Marcel·lí Antúnez Roca es un ejemplo muy particular en el panorama artístico español. Su obra incorpora tanto el campo visual como el escénico, en iguales proporciones

Nacido en Moià, Bages, en 1959 y licenciado en Bellas Artes en la Universidad de Barcelona, Marcel·lí Antúnez fue uno de los fundadores de La Fura dels Baus, dónde también fue músico, actor y, además, coordinador artístico de espectáculos (Accions, 1984; Suz/o/Suz, 1985; y Tier Monde, 1988).

La destacada presencia que consiguió con La Fura en la esfera internacional, la mantuvo individualmente después de abandonar el colectivo con las performances Epizoo ('94) y Afasia ('98); y las exposiciones "La vida..." ('93) y Epifanía ('99).

Creador de objetos, dibujos y performances, reconocido como uno de los más destacados representantes del arte electrónico español, sus trabajos se distinguen por su singularidad. Hasta la fecha su obra se ha presentado en diversos museos, teatros y festivales de Europa, Japón, Australia, EEUU y América Latina.
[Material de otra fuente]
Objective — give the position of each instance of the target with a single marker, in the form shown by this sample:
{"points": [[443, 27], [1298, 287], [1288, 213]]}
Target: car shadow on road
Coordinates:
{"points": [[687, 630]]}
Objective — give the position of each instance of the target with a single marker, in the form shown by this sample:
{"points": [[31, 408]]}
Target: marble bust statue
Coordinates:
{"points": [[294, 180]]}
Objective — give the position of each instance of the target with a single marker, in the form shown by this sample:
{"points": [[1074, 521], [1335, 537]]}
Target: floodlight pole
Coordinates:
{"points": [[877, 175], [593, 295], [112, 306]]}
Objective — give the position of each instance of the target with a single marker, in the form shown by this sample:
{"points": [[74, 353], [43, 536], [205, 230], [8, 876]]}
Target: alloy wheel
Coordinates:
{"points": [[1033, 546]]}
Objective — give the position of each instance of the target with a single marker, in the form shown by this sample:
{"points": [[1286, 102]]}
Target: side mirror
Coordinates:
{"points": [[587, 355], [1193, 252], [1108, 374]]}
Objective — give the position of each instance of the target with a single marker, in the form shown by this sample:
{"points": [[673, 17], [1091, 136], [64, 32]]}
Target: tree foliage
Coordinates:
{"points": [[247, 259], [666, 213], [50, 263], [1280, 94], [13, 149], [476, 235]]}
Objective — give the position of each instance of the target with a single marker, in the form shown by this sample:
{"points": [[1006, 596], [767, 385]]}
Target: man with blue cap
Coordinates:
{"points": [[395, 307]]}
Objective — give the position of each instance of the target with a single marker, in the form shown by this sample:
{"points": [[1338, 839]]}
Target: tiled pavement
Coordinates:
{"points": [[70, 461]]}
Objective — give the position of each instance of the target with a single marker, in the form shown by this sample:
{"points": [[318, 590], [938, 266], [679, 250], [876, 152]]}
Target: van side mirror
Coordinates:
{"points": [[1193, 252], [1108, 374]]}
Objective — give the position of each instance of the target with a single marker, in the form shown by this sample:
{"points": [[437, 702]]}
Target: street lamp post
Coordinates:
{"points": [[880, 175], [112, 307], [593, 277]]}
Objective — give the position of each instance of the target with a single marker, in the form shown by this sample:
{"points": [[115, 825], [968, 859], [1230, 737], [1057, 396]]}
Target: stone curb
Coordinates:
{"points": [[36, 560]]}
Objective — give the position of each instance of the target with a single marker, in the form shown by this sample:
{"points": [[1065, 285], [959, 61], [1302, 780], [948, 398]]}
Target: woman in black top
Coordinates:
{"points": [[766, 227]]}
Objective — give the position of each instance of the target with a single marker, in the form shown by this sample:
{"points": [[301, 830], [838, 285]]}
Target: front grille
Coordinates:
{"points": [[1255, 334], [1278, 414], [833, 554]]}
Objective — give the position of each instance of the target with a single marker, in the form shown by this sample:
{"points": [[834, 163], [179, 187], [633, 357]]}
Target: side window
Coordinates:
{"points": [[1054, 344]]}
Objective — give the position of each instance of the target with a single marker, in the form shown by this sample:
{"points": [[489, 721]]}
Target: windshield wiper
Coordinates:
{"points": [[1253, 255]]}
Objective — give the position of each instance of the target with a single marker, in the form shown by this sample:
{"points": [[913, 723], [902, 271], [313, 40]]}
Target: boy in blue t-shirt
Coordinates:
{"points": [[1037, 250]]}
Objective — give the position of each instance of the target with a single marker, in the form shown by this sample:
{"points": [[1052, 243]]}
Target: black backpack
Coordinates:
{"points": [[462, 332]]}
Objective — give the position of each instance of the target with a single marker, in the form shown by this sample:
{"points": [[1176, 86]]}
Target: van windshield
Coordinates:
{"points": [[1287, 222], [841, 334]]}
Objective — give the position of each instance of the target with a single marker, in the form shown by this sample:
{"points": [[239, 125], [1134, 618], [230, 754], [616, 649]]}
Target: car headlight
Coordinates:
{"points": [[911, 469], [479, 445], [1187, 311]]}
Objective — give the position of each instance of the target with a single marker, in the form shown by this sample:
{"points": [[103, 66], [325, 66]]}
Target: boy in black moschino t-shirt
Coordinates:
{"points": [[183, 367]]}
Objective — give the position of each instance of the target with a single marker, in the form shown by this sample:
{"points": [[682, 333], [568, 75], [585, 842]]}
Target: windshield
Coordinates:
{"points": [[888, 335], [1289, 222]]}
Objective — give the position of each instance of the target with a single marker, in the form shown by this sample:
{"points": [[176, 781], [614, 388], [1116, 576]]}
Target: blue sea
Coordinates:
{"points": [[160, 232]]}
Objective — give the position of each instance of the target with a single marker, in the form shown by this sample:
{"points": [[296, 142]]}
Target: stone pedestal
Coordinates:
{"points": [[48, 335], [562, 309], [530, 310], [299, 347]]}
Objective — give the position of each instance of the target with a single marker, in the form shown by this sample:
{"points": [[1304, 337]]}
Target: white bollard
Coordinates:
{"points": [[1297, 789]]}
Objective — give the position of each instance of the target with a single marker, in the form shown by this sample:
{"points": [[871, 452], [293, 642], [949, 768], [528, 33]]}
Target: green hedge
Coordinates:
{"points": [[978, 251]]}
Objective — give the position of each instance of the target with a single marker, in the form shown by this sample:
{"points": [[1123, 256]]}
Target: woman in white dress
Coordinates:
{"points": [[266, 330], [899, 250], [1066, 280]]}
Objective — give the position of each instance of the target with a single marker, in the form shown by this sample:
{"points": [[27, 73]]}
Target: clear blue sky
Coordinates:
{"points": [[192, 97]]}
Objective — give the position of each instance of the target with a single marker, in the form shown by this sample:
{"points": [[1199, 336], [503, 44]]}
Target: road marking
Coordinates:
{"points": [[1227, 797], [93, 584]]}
En la primavera de 1979 Marcel·lí formó junto a Carlos Padrissa y Pere Tantiñá el grupo La Fura dels Baus. Participaron también en la creación Teresa Puig y Quico Palomar. En el verano del mismo año, el colectivo compró una mula y un carro y emprendió una gira por diversos pueblos de Cataluña. Tras un pasacalle por la villa, la obra era presentada en la plaza del pueblo. La carreta convenientemente preparada se convertía en escenario y la trouppe representaba una alegoría en cinco actos titulada "Vida i miracles del pagés Tarino i la seva dona la Teresina". Una vez finalizada la representación se rifaba una botella de champán o un conejo para recaudar fondos y proseguir la gira. Este evento marcó profundamente al colectivo que decidió continuar su actividad creativa como grupo de teatro.

Durante los años 81 y 82 Antúnez tocó en el CIL (Colectivo Sación Libre).
Liderada por Claudio Julián y Víctor Nubla, esta banda de múltiples formaciones acogía a toda una generación de músicos de Barcelona entre los que se encontraban Boris Porter, JM Berenguer o Mireia Tejero. La estética de esta orquesta giraba en torno al free-jazz y a la música contemporánea. Antúnez participó como trompetista y voz.

En 1981 Antúnez fundó, junto a Mireia Tejero, "Error Genetico". La formación, que pasó de trío a cuarteto en varias ocasiones duró hasta 1983. Sus instrumentos eran el saxo, la trompeta, el bajo, la guitarra y, a veces, la batería, así como instrumentos no convencionales y la voz. El programa ideológico de Error Genético predicaba ideas tales como la incorporación de animales instrumentistas (loros, monos, caballos etc.), la incorporación de enfermos mentales y discapacitados en la banda, y el uso de máquinas y desechos como instrumentos sonoros.

La puesta en escena estaba acompañada de vestuario, coreografías y útiles luminosos, y se combinaban los instrumentos habituales con sintetizadores, percusiones de lata, juguetes y grabaciones de animales. Aunque el grupo no desarrolló una gran actividad en directo, las experiencias de la banda fueron un autentico precedente en los trabajos posteriores de Antúnez.

Hasta el año 1984 La Fura desarrolló una actividad músico-escénica en la línea de grupos como Breat & Pupets o Comediants. El movimiento hippie daba los últimos coletazos. En el terreno escénico esta corriente se manifestó en forma de un teatro participativo, festivo y folklórico.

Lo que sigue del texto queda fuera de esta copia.